Tchad : la fin des visas pour les africains dès 2027, un tournant historique
N’Djamena franchit une étape décisive en matière d’intégration continentale. Le Tchad a officialisé la suppression totale des visas pour les ressortissants africains à partir du 1er janvier 2027. Une annonce choc portée par le président Mahamat Idriss Déby Itno, qui place le pays au cœur des débats sur la libre circulation en Afrique.
Lors du Forum africain de l’eau organisé dans la capitale tchadienne, sous l’égide de la Banque mondiale, le chef de l’État a détaillé cette mesure inédite. Dès cette date, tout détenteur d’un passeport africain pourra entrer sur le sol tchadien sans formalité préalable, marquant ainsi un alignement sur les nations les plus ouvertes comme le Rwanda, le Bénin ou le Kenya.

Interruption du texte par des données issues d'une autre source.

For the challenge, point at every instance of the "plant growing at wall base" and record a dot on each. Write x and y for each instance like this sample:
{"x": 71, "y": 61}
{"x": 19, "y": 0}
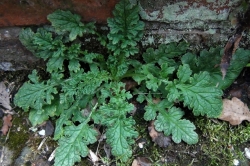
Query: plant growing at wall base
{"x": 80, "y": 79}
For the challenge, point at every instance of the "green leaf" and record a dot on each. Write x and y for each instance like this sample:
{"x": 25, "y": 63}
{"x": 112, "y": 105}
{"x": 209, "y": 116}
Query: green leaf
{"x": 120, "y": 136}
{"x": 199, "y": 95}
{"x": 66, "y": 21}
{"x": 197, "y": 92}
{"x": 120, "y": 129}
{"x": 184, "y": 73}
{"x": 74, "y": 65}
{"x": 73, "y": 145}
{"x": 26, "y": 38}
{"x": 170, "y": 123}
{"x": 55, "y": 64}
{"x": 153, "y": 108}
{"x": 209, "y": 61}
{"x": 35, "y": 95}
{"x": 125, "y": 29}
{"x": 38, "y": 116}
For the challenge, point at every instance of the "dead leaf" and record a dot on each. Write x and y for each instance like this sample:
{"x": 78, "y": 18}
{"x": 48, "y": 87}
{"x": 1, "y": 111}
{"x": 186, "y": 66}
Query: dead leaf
{"x": 141, "y": 161}
{"x": 234, "y": 111}
{"x": 158, "y": 137}
{"x": 4, "y": 96}
{"x": 6, "y": 124}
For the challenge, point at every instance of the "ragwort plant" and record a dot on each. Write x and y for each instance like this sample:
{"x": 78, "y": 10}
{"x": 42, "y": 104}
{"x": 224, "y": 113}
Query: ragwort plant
{"x": 79, "y": 76}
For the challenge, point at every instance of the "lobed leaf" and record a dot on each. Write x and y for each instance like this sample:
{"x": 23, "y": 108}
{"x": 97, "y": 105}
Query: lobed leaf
{"x": 73, "y": 145}
{"x": 170, "y": 123}
{"x": 66, "y": 21}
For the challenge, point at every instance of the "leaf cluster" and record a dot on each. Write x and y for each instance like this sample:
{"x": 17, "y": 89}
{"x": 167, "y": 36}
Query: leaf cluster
{"x": 86, "y": 88}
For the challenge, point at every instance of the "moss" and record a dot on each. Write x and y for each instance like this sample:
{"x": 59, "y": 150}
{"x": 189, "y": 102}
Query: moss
{"x": 230, "y": 140}
{"x": 18, "y": 135}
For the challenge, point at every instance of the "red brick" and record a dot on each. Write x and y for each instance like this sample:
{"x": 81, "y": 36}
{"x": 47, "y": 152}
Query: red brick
{"x": 34, "y": 12}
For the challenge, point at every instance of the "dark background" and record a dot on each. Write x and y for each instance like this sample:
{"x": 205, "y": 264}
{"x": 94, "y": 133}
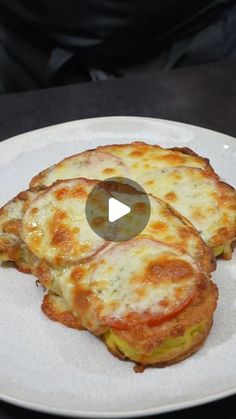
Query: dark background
{"x": 87, "y": 58}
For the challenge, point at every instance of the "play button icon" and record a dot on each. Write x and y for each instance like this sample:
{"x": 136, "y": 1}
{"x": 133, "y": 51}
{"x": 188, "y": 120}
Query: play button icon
{"x": 117, "y": 209}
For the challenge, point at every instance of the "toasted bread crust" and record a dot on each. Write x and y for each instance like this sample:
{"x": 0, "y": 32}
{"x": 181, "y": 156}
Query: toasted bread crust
{"x": 55, "y": 309}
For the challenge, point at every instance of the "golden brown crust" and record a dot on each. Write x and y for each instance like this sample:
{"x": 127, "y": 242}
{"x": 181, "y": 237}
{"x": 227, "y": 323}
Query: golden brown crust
{"x": 146, "y": 339}
{"x": 55, "y": 309}
{"x": 140, "y": 367}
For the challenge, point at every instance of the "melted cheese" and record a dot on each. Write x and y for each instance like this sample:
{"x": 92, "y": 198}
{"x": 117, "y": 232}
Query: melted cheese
{"x": 92, "y": 164}
{"x": 195, "y": 194}
{"x": 140, "y": 277}
{"x": 55, "y": 228}
{"x": 169, "y": 227}
{"x": 139, "y": 156}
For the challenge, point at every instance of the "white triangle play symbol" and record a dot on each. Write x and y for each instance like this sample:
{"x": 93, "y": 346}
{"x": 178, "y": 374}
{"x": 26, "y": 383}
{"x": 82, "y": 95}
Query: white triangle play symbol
{"x": 116, "y": 209}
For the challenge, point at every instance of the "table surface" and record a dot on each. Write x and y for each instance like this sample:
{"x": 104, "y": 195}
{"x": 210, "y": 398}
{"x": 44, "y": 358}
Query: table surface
{"x": 201, "y": 95}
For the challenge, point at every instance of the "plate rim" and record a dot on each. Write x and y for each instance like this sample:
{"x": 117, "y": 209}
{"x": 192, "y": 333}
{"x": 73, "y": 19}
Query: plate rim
{"x": 131, "y": 118}
{"x": 44, "y": 408}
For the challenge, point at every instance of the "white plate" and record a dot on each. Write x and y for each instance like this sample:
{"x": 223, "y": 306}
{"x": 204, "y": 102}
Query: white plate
{"x": 51, "y": 368}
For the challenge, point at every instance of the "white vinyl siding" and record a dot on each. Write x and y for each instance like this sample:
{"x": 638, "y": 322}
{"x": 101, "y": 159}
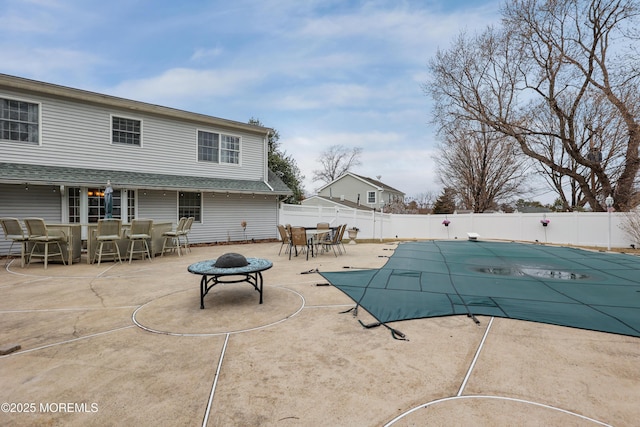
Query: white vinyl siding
{"x": 371, "y": 197}
{"x": 79, "y": 135}
{"x": 43, "y": 201}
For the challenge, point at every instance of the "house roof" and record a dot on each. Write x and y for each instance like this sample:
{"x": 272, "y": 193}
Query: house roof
{"x": 345, "y": 203}
{"x": 370, "y": 181}
{"x": 35, "y": 87}
{"x": 15, "y": 173}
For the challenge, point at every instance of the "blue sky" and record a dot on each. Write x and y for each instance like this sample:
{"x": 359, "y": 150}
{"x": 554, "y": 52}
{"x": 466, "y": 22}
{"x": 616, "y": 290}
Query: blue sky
{"x": 321, "y": 72}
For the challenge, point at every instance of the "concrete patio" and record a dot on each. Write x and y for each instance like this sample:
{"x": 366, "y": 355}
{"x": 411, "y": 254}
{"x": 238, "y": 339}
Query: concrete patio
{"x": 127, "y": 344}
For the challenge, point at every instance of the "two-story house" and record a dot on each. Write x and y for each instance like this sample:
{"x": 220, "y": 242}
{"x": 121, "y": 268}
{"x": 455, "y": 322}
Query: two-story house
{"x": 59, "y": 146}
{"x": 355, "y": 191}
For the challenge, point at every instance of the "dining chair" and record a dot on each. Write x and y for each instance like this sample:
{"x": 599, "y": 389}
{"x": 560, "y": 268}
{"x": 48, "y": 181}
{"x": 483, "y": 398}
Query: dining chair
{"x": 13, "y": 231}
{"x": 299, "y": 238}
{"x": 139, "y": 232}
{"x": 284, "y": 236}
{"x": 41, "y": 236}
{"x": 341, "y": 237}
{"x": 109, "y": 231}
{"x": 174, "y": 236}
{"x": 185, "y": 232}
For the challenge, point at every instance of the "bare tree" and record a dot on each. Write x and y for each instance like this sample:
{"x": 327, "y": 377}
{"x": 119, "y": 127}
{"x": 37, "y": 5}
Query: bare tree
{"x": 336, "y": 161}
{"x": 560, "y": 79}
{"x": 480, "y": 166}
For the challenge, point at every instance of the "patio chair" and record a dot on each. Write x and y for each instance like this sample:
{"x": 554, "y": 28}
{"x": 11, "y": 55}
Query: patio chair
{"x": 284, "y": 236}
{"x": 140, "y": 232}
{"x": 41, "y": 237}
{"x": 336, "y": 240}
{"x": 110, "y": 232}
{"x": 299, "y": 238}
{"x": 174, "y": 236}
{"x": 186, "y": 231}
{"x": 13, "y": 231}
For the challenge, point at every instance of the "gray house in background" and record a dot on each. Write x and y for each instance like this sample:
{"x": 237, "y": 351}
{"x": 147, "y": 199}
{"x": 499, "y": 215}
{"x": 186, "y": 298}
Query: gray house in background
{"x": 60, "y": 146}
{"x": 355, "y": 191}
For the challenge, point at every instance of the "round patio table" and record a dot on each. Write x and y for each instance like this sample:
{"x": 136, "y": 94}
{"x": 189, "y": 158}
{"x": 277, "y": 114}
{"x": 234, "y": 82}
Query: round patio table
{"x": 211, "y": 275}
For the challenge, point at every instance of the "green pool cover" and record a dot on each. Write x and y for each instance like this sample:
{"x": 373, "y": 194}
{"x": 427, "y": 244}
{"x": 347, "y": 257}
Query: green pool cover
{"x": 557, "y": 285}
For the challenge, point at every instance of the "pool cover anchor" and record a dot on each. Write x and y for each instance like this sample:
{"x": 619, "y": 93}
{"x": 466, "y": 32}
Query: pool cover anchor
{"x": 396, "y": 334}
{"x": 473, "y": 317}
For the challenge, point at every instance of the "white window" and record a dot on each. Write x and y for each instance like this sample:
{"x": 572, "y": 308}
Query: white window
{"x": 126, "y": 131}
{"x": 19, "y": 121}
{"x": 190, "y": 204}
{"x": 371, "y": 197}
{"x": 218, "y": 148}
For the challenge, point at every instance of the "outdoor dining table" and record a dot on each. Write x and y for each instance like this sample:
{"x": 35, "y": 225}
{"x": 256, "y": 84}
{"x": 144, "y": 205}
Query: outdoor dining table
{"x": 314, "y": 236}
{"x": 212, "y": 275}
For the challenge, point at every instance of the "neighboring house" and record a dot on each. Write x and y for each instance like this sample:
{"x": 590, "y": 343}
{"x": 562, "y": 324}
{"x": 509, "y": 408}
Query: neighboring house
{"x": 355, "y": 191}
{"x": 60, "y": 146}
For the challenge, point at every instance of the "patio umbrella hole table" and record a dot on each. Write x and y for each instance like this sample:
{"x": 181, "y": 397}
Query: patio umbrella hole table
{"x": 212, "y": 275}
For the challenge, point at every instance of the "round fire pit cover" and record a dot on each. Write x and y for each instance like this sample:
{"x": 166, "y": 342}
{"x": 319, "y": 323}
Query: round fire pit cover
{"x": 231, "y": 260}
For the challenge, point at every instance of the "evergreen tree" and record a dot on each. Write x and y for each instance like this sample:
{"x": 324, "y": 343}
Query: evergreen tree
{"x": 283, "y": 165}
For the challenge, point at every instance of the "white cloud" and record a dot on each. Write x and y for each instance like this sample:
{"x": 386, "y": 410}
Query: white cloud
{"x": 178, "y": 84}
{"x": 200, "y": 54}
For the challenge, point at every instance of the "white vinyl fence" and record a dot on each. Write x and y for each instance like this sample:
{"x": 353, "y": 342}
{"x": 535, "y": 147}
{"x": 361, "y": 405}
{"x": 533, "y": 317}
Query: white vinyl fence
{"x": 573, "y": 228}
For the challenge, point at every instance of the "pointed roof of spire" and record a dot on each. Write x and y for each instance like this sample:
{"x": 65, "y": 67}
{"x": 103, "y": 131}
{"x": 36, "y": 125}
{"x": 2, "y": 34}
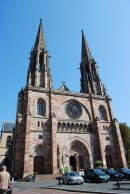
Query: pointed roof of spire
{"x": 40, "y": 40}
{"x": 63, "y": 88}
{"x": 85, "y": 48}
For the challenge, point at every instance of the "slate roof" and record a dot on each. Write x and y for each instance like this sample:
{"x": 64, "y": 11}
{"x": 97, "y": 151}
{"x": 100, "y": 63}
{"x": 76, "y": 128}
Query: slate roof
{"x": 8, "y": 127}
{"x": 63, "y": 88}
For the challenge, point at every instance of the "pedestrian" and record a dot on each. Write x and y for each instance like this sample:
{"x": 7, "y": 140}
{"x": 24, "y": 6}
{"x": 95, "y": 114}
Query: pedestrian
{"x": 4, "y": 180}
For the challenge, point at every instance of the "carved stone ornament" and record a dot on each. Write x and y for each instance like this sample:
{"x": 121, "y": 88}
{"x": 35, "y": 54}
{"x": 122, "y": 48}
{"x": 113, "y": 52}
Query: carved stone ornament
{"x": 73, "y": 109}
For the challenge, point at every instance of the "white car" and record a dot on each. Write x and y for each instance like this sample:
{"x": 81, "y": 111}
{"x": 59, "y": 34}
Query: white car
{"x": 72, "y": 177}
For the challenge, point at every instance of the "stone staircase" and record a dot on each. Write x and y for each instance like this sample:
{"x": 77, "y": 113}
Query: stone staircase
{"x": 47, "y": 177}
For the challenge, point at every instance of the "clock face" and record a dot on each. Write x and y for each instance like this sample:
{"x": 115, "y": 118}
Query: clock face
{"x": 73, "y": 109}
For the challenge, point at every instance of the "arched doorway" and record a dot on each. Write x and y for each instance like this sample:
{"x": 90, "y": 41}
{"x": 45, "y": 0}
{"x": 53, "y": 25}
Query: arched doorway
{"x": 39, "y": 164}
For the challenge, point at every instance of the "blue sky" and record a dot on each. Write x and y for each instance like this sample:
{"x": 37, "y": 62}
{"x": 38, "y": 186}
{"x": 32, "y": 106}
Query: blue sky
{"x": 106, "y": 25}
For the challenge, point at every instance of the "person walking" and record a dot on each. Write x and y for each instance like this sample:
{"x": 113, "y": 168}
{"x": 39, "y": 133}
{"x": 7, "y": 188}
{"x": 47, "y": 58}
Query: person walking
{"x": 4, "y": 180}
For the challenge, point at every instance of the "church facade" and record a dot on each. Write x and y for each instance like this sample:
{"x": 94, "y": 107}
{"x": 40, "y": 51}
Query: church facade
{"x": 60, "y": 128}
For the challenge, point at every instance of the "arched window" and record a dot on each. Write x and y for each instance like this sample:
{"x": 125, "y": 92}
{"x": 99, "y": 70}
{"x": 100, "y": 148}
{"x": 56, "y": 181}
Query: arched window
{"x": 8, "y": 141}
{"x": 41, "y": 107}
{"x": 102, "y": 113}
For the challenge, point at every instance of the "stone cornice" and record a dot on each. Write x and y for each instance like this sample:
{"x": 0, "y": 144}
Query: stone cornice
{"x": 67, "y": 93}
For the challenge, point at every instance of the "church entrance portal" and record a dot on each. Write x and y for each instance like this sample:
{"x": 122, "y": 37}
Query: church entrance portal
{"x": 76, "y": 163}
{"x": 39, "y": 164}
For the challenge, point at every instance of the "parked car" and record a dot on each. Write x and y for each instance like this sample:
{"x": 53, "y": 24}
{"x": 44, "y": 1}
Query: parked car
{"x": 113, "y": 174}
{"x": 96, "y": 175}
{"x": 125, "y": 172}
{"x": 72, "y": 177}
{"x": 29, "y": 178}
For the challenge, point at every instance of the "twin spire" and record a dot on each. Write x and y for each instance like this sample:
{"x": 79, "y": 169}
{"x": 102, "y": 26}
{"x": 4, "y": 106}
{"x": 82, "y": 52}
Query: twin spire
{"x": 39, "y": 71}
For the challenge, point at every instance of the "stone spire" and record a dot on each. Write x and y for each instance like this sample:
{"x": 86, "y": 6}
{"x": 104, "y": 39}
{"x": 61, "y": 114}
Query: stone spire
{"x": 90, "y": 81}
{"x": 39, "y": 71}
{"x": 40, "y": 40}
{"x": 86, "y": 54}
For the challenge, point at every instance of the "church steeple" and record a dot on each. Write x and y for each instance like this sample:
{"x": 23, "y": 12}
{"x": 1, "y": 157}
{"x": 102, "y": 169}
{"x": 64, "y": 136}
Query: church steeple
{"x": 90, "y": 81}
{"x": 39, "y": 71}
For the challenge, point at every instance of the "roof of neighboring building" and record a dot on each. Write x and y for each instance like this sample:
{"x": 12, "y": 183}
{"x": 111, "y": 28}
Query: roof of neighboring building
{"x": 8, "y": 127}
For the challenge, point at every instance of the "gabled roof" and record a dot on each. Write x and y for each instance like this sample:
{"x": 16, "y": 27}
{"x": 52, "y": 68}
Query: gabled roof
{"x": 63, "y": 88}
{"x": 8, "y": 127}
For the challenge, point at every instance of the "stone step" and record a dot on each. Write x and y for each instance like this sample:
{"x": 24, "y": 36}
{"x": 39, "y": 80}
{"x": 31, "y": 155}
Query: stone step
{"x": 47, "y": 177}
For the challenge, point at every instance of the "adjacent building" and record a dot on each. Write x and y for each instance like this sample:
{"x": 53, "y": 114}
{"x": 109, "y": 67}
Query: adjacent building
{"x": 6, "y": 140}
{"x": 57, "y": 128}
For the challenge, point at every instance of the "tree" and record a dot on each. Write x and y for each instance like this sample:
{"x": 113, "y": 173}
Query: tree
{"x": 125, "y": 134}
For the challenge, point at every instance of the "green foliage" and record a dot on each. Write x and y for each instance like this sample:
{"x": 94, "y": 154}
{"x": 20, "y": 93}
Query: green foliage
{"x": 125, "y": 134}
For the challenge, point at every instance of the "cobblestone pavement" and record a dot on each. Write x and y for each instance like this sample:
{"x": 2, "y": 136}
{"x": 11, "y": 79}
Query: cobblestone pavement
{"x": 45, "y": 191}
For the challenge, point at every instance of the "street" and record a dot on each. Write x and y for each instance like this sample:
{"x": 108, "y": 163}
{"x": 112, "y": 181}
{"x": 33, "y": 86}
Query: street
{"x": 53, "y": 187}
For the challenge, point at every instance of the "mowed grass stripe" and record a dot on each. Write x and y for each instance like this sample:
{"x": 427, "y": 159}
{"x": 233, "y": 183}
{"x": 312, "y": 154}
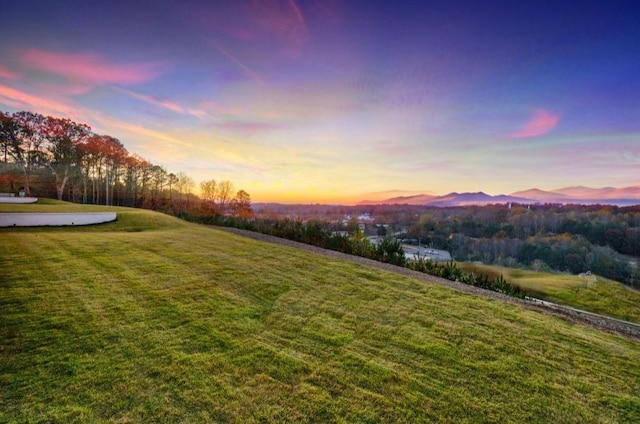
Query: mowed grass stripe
{"x": 173, "y": 322}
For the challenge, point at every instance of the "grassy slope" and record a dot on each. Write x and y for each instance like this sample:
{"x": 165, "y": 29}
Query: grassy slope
{"x": 592, "y": 293}
{"x": 153, "y": 319}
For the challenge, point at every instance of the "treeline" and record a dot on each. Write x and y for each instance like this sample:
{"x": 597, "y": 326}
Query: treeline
{"x": 55, "y": 157}
{"x": 387, "y": 250}
{"x": 568, "y": 238}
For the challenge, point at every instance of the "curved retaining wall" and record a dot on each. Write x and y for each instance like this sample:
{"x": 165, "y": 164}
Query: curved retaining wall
{"x": 39, "y": 219}
{"x": 7, "y": 199}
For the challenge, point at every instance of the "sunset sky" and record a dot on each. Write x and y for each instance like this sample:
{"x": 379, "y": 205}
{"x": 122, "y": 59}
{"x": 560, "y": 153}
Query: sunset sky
{"x": 335, "y": 101}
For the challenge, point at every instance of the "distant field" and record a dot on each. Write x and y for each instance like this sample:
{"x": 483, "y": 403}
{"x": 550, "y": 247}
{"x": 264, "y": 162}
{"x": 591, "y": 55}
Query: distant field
{"x": 152, "y": 319}
{"x": 592, "y": 293}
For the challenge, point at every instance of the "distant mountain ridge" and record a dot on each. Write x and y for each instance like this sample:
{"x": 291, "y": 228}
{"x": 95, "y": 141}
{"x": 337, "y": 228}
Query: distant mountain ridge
{"x": 625, "y": 196}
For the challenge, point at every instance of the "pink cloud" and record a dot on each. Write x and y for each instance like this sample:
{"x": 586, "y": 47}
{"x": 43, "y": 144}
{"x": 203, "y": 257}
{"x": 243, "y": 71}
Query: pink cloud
{"x": 248, "y": 72}
{"x": 21, "y": 100}
{"x": 249, "y": 127}
{"x": 540, "y": 123}
{"x": 89, "y": 67}
{"x": 7, "y": 73}
{"x": 165, "y": 103}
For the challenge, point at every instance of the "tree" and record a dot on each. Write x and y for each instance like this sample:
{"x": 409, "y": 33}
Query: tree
{"x": 224, "y": 192}
{"x": 241, "y": 205}
{"x": 64, "y": 137}
{"x": 23, "y": 140}
{"x": 208, "y": 191}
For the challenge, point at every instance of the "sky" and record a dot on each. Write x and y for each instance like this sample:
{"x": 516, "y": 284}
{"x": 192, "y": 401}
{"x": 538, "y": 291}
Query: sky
{"x": 340, "y": 101}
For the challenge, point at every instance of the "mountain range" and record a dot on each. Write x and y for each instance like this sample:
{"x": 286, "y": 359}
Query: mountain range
{"x": 568, "y": 195}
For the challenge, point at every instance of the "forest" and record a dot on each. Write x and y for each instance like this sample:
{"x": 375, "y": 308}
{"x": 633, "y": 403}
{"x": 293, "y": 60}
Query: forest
{"x": 577, "y": 239}
{"x": 51, "y": 157}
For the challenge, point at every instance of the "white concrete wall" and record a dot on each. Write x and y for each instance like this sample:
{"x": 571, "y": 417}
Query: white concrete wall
{"x": 18, "y": 199}
{"x": 28, "y": 219}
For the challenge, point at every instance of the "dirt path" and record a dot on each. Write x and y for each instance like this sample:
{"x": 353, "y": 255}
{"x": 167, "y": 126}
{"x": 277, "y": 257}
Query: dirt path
{"x": 612, "y": 325}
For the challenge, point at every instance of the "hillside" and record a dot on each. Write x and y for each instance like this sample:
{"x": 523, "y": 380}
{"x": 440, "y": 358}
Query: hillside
{"x": 151, "y": 319}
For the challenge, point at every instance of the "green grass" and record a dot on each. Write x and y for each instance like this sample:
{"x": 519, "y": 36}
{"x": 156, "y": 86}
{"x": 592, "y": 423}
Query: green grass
{"x": 592, "y": 293}
{"x": 151, "y": 319}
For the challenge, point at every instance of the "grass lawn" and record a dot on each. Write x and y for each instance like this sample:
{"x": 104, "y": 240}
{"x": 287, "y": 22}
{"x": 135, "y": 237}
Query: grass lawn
{"x": 592, "y": 293}
{"x": 152, "y": 319}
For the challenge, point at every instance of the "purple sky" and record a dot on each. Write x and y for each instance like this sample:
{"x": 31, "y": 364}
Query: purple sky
{"x": 336, "y": 100}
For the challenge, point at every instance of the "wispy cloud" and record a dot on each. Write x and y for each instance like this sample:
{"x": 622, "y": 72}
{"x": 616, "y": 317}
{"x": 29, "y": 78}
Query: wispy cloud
{"x": 247, "y": 71}
{"x": 7, "y": 73}
{"x": 22, "y": 100}
{"x": 164, "y": 103}
{"x": 541, "y": 122}
{"x": 90, "y": 67}
{"x": 248, "y": 127}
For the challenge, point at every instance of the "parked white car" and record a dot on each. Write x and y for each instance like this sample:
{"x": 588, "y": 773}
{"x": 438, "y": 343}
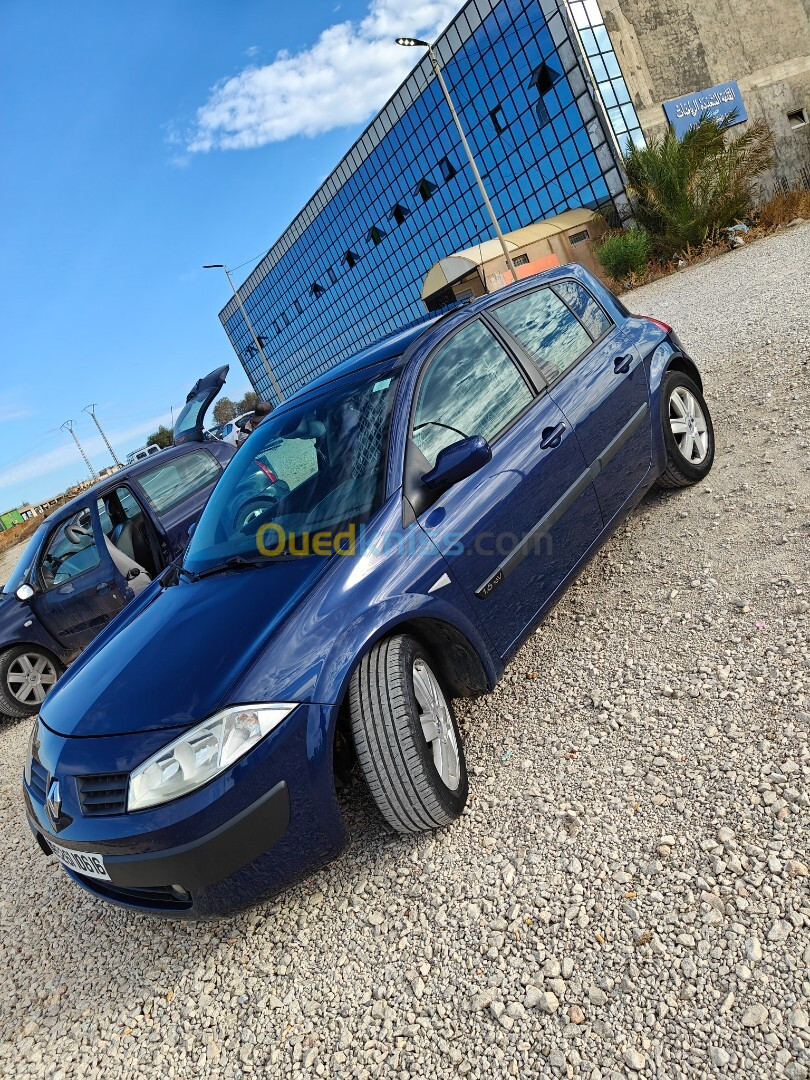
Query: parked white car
{"x": 143, "y": 451}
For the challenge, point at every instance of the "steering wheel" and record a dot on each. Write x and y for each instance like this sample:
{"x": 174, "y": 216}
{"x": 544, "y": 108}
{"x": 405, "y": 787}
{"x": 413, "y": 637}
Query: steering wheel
{"x": 76, "y": 534}
{"x": 252, "y": 509}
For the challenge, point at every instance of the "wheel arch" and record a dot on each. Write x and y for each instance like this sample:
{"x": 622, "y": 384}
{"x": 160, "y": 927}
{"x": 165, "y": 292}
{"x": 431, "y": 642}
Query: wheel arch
{"x": 461, "y": 670}
{"x": 682, "y": 363}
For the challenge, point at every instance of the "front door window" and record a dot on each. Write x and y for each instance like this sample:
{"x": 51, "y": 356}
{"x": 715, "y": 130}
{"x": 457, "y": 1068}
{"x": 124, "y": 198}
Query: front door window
{"x": 70, "y": 551}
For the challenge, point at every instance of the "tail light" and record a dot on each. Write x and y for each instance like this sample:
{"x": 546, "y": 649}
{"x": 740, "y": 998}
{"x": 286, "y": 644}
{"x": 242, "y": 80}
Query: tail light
{"x": 268, "y": 472}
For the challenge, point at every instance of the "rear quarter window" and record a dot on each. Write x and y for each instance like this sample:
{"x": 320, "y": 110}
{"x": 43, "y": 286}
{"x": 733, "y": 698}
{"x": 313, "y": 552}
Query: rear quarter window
{"x": 167, "y": 485}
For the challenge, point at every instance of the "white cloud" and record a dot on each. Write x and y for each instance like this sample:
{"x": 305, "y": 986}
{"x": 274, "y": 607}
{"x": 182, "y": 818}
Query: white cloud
{"x": 342, "y": 79}
{"x": 11, "y": 410}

Le Tchad entre dans l’ère de la libre circulation
Avec cette décision, N’Djamena rejoint un cercle très restreint de pays ayant supprimé les visas pour tous les Africains. Une avancée majeure pour l’Afrique centrale, souvent perçue comme l’une des régions les plus restrictives en matière de franchissement de frontières.
Pour ce pays enclavé, situé au carrefour du Sahel et de l’Afrique de l’Ouest, cette réforme représente bien plus qu’une simple simplification administrative : c’est un pari sur l’avenir économique et diplomatique du Tchad.
« Cette suppression des visas permettra aux citoyens africains de visiter notre pays sans entrave, favorisant ainsi les échanges culturels et économiques. Une nouvelle page s’ouvre pour notre diplomatie. » — Mahamat Idriss Déby Itno, Président de la République du Tchad.
Un geste politique fort en direction de l’Union africaine
Cette initiative s’inscrit en parfaite adéquation avec les ambitions de l’Union africaine (UA), qui promeut depuis des années la Zone de libre-échange continentale africaine (ZLECAf) et le passeport unique. En supprimant les barrières administratives, le Tchad donne un coup d’accélérateur concret à ces projets.
Les bénéfices attendus sont multiples :
- Stimuler les échanges économiques : Les entrepreneurs et investisseurs africains pourront circuler plus librement, boostant les investissements transfrontaliers.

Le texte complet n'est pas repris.